We Own the Night

Over the course of three films — Little Odessa (1994), The Yards (2000) and We Own the Night — writer-director James Gray has engendered a particular kind of old-school sentimentality, where men explore the limits of loyalty and courage as they face systematic corruption. His characters reside in a rough-and-tumble New York City outside the purview of tourists, abiding by a rigid set of codes and values established generations before in their entrenched communities.

We Own the Night is Gray's most conventional film, particularly in its lack of moral ambiguity. Here, cops truly are New York's finest, upright straight-arrows so determined to stop a drug trafficker that they're willing to sacrifice the black sheep of a police family in the process.

Set in 1988, this Night feels stuck in the 1970s of decadent excess, slippery identities and harsh crackdowns. And despite being shot in sweat-soaked color, the film is decidedly black-and-white in its "just say no" righteousness.
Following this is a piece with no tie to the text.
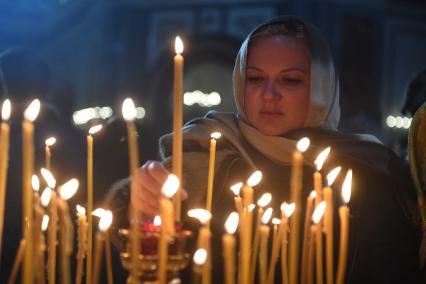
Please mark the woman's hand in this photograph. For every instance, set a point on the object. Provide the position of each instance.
(146, 187)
On a seemingly ordinary night, Bobby Green (Joaquin Phoenix) visits his two families. Walking across the street from the jam-packed Brooklyn nightclub he manages, Bobby enters the warm embrace of owner Marat Buzhayev (Moni Moshonov) and his extended Russian clan, where he's treated as a surrogate son.

Later, he takes girlfriend Amada Juarez (Eva Mendes) to Queens for a NYPD party honoring his rising-star brother, Joseph Grusinsky (Mark Wahlberg), and where their father, Burt Grusinsky (Robert Duvall), a decorated and admired deputy chief, holds court.

Without much affection for his hard-partying sibling (so lost to the Grusinsky macho tradition that he's taken their late mother's maiden name), Joseph announces he's launching a major drug sting aimed at Marat's dealer nephew, Vadim Nezhinski (Alex Veadov), a regular at Bobby's club, and wants his brother to provide them with information.

Bobby thinks he knows where he stands, but Gray quickly puts him through a testosterone-fueled rite of passage that's downright operatic in its emotional extremes and improbable reversals of fortune. What saves We Own the Night is the absolute conviction of the actors, who treat the material as a no-nonsense morality tale.

This decidedly retro police story contains all the genre touchstones, including a relentless car chase and an utter lack of irony. In Gray's fatalistic worldview, might makes right, and Bobby is forced to confront his legacy. Good cops are born, not made, he asserts, and free will is a dangerous illusion.